Veglia – G. Ungaretti

Veglia
(Cima Quattro il 23 dicembre 1915)

Un’intera nottata
buttato vicino
a un compagno
massacrato

con la sua bocca
digrignata
volta al plenilunio
con la congestione
delle sue mani
penetrata
nel mio silenzio
ho scritto
lettere piene d’amore

Non sono mai stato
tanto
attaccato alla vita

Giuseppe Ungaretti


Giuseppe Ungaretti è stato il poeta del silenzio.
La sua scrittura cresce durante la Prima Guerra Mondiale, per cui si arruolò volontario, e non può essere letta se non tenendo bene a mente questa cornice.
È proprio in trincea che impara a raccontare il dolore, qui che cancella la punteggiatura, disgrega le rime e i versi, qui che toglie sempre di più alla parola per dare spazio al bianco della pagina, al silenzio assoluto dell’anima.

«La parola è impotente, la parola non riuscirà mai a dare il segreto che è in noi, mai.

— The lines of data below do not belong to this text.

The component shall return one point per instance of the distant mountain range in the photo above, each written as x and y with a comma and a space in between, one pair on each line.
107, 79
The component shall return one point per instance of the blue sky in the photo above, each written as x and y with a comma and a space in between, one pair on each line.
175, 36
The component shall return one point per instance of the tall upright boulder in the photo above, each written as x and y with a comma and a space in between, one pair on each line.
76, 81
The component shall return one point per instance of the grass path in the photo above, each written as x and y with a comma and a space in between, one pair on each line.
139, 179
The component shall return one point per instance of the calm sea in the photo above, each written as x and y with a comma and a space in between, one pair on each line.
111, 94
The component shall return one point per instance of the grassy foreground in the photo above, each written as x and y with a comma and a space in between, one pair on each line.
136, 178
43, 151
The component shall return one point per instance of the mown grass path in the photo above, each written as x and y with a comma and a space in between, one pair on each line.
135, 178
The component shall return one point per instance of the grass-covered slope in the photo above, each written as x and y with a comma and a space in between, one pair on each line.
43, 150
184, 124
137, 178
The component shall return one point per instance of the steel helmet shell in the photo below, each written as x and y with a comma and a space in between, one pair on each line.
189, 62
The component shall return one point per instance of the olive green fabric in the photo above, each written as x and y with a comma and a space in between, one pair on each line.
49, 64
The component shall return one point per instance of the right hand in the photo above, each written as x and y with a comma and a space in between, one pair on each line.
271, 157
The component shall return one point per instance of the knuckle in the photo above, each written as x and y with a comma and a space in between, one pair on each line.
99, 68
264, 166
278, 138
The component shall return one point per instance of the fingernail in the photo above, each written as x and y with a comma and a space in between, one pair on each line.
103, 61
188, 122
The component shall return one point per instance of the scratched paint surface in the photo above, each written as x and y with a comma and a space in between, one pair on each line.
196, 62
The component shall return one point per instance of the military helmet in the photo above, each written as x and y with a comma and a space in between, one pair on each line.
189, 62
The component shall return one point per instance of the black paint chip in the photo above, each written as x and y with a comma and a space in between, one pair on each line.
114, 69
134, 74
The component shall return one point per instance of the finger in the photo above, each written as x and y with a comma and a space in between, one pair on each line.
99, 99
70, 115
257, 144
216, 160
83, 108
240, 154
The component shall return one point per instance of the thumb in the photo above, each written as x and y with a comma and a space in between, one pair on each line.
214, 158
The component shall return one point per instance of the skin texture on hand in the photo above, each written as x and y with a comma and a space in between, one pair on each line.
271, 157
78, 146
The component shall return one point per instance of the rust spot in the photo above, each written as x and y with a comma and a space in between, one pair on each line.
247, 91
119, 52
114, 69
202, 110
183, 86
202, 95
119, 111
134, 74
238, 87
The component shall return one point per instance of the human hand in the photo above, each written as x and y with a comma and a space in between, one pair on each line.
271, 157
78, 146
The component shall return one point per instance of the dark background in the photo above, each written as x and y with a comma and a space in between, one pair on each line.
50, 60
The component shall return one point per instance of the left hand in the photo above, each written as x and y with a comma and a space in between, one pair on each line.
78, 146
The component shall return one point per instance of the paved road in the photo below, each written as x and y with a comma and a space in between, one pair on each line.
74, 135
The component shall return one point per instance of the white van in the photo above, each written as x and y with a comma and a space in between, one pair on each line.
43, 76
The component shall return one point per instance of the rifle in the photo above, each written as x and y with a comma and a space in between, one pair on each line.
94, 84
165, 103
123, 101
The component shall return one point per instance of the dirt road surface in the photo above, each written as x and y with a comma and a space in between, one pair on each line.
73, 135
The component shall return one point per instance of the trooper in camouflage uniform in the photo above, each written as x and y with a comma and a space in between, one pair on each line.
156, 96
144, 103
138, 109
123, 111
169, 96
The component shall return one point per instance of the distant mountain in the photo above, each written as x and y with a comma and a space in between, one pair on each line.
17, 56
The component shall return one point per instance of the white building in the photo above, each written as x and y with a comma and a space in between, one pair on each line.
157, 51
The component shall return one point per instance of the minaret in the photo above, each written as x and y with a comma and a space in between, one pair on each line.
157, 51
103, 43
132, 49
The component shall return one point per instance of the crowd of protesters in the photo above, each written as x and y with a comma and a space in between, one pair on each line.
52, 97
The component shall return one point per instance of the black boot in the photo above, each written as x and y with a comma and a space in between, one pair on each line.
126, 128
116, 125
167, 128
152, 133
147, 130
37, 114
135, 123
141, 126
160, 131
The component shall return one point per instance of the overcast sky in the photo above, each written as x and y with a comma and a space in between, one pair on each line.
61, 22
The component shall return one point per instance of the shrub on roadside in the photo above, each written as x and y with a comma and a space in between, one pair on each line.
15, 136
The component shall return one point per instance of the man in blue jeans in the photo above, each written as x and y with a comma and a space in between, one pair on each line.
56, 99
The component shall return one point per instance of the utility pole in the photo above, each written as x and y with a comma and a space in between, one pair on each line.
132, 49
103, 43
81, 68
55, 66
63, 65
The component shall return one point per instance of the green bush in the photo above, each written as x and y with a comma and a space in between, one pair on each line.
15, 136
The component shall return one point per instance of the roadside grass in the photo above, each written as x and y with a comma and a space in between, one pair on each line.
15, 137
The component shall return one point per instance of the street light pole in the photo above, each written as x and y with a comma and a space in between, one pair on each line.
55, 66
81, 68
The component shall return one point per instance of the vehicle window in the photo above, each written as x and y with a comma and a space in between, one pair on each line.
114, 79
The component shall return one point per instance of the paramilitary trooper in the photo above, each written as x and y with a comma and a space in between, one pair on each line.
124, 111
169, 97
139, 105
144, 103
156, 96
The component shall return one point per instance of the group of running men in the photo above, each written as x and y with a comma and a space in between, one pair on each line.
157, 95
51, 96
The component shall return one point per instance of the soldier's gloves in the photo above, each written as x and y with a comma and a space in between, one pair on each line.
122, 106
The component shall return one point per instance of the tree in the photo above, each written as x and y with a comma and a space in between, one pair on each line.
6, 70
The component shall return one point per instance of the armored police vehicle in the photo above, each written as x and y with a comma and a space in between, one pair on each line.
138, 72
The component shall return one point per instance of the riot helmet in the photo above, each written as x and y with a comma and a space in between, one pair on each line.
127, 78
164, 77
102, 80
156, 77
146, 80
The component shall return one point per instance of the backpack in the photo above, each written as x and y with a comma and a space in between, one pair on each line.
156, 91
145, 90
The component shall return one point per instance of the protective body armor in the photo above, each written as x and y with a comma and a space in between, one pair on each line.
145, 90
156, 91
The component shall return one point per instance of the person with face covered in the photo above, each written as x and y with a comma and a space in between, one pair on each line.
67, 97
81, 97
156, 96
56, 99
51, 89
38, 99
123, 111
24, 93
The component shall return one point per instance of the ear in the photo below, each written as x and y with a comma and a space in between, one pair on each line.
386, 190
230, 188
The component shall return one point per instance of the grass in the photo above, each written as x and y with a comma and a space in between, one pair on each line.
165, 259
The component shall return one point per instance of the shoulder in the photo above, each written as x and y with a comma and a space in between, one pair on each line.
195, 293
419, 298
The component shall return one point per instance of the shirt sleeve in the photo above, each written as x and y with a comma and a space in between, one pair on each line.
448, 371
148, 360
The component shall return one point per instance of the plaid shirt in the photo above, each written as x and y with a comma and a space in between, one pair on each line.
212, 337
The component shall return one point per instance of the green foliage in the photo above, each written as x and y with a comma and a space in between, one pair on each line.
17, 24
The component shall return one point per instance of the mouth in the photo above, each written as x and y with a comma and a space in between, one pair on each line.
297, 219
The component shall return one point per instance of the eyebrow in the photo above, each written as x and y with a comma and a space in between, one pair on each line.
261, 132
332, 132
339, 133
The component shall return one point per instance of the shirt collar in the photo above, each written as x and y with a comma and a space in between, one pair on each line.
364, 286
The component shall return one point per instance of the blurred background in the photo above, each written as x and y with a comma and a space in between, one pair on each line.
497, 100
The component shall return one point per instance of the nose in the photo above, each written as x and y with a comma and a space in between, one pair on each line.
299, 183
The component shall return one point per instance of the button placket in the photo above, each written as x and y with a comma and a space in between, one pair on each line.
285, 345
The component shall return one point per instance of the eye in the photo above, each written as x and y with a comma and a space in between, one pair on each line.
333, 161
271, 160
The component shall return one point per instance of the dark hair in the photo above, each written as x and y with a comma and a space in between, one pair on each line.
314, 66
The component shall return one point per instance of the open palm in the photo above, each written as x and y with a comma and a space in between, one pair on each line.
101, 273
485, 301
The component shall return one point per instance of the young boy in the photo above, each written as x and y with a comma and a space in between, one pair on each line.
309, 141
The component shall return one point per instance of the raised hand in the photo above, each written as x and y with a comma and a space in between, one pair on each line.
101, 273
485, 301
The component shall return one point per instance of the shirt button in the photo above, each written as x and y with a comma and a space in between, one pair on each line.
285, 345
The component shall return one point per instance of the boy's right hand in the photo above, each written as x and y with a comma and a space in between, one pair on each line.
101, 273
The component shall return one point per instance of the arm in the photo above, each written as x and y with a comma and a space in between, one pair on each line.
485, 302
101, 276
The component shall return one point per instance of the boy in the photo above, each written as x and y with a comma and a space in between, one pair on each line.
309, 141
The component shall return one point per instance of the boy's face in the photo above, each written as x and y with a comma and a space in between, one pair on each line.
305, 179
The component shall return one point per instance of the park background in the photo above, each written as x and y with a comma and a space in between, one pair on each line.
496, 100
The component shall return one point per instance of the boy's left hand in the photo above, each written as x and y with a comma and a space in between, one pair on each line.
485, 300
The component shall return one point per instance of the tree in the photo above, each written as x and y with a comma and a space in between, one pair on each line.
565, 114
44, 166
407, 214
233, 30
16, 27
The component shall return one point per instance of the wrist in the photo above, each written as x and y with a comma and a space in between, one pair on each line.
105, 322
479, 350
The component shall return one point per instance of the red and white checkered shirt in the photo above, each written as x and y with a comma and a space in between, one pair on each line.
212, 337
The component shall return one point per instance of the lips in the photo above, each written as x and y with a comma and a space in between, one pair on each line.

Lo avvicina.»

Veglia è uno schiaffo in pieno volto.

Certe poesie sono come sospese in un’atmosfera ovattata e sognante, come affacciarsi e vedere la nebbia leggera del primo mattino. Stavolta però non si tratta di vapore, è polvere sporca che soffoca. Siamo di fronte a una finestra aperta direttamente sulla trincea.

Poche parole staccate e taglienti, parole dure buttate come proiettili nel bianco della pagina massacrato digrignata penetrata.

Il poeta parla come assente, sembra totalmente annichilito,

con la congestione
delle sue mani
penetrata
nel mio silenzio

la sua intimità è raggelata insieme a quel corpo, e non ci sono pause, non ci sono virgole, non un respiro tra una parola e l’altra.

Eppure, ecco che scrive lettere d’amore.

Lettere d’amore accanto al cadavere di un uomo sconosciuto, forse, o di un uomo con cui magari Ungaretti fino al giorno prima condivideva la gavetta, o la branda, o il buco lercio dove i minuti non esistevano più e il tempo era solo una palla arancione che viaggiava nel cielo.

Eppure, ecco che scrive, ecco che raccoglie parole sotto la divisa e celebrando il sentimento onora la veglia di un morto.

L’uomo così capace di odiare, di combattere, di uccidere, di sporcarsi le mani e l’anima di fango e sangue, allo stesso tempo intinge la penna e scrive lettere d’amore. L’uomo che in guerra lascia impronte nere chiudendo le palpebre alla morte e tiene sul petto fotografie stropicciate di volti sbiaditi stampati negli occhi. L’uomo così intrinsecamente contraddittorio ed egoista ama la vita più di ogni altra cosa.

Se dovessi descrivere questa poesia la definirei come il ritratto più duro dell’essere umano.

Accanto a quella bocca digrignata mi sono immaginata ad un tratto un ragazzo su quattro legni, stipato tra vivi, morti e fantasmi, con un taccuino in mano e una penna. Un uomo solo, il mare all’orizzonte e il mare alle spalle.
Anche lui non è mai stato così attaccato alla vita.

Le parole non sono mai state così attuali.